Since 2007, OPD officers participating in the JTTF have had the same powers as FBI agents, allowing them to surveil and harass community members without probable cause, and target people with mental health, identity, and family issues. Immigration and Customs Enforcement (ICE) is also a prominent member of the JTTF. In 2017, Oakland passed a transparency ordinance requiring OPD to follow local and state laws when participating in the JTTF and to submit annual reports to the city council on their JTTF activities. However, OPD has consistently violated the transparency ordinance and failed to submit reports to the City Council for oversight on their activities. The City Council’s decision to end this partnership is a step in the right direction to reimagining what true public safety can look like for Oakland’s communities.

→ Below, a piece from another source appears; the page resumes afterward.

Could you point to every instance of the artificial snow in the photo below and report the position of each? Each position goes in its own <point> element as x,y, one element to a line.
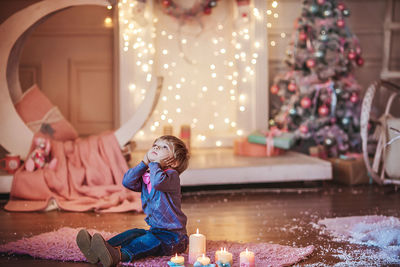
<point>380,233</point>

A coalition of more than thirty organizations came together to support this resolution. Representatives from Asian Americans Advancing Justice-Asian Law Caucus (“Asian Law Caucus”); the Council on American-Islamic Relations, San Francisco Bay Area chapter (“CAIR-SFBA”); Secure Justice; and the Yemeni Alliance Committee, issue the following statements:
Javeria Jamil, staff attorney, National Security & Civil Rights, Asian Law Caucus, states:
“We are thrilled that the Oakland City Council ended OPD’s participation in this task force. JTTFs have terrorised our communities for far too long, targeting peaceful protesters and profiling entire communities based on nothing more than race, religion, and ethnicity. Oakland’s communities are safer with this partnership coming to an end.”
Sameena Usman, government relations coordinator, CAIR-SFBA, states:
“Oakland’s City Council voted today to protect our communities from harmful federal law enforcement practices of profiling, surveillance, and targeting of vulnerable groups. We must continue to uphold our city’s values and build a stronger community.”
Jehan Hakim, executive director, Yemeni Alliance Committee, states:
“The Muslim community has felt the brunt of FBI harassment, racial profiling and systemic Islamophobia on a global scale for decades — today, Oakland’s Muslim community feels seen and heard by elected officials. We are pleased that the partnership between the JTTF and the City of Oakland is once and for all terminated. This is a step in the right direction towards putting public safety first. Thank you Oakland for standing up for some of your most marginalized communities.”
Brian Hofer, chair of the Privacy Advisory Commission, states:
“Racial and religious profiling, civil asset forfeiture without a conviction, and surveillance conducted on innocent people not suspected of any wrongdoing are not Oakland values. Such practices do not make us safe, and the chilling effect caused by such actions makes us less safe. We are grateful to President Kaplan and the Oakland City Council for standing up for their constituents and defending Oakland’s values.”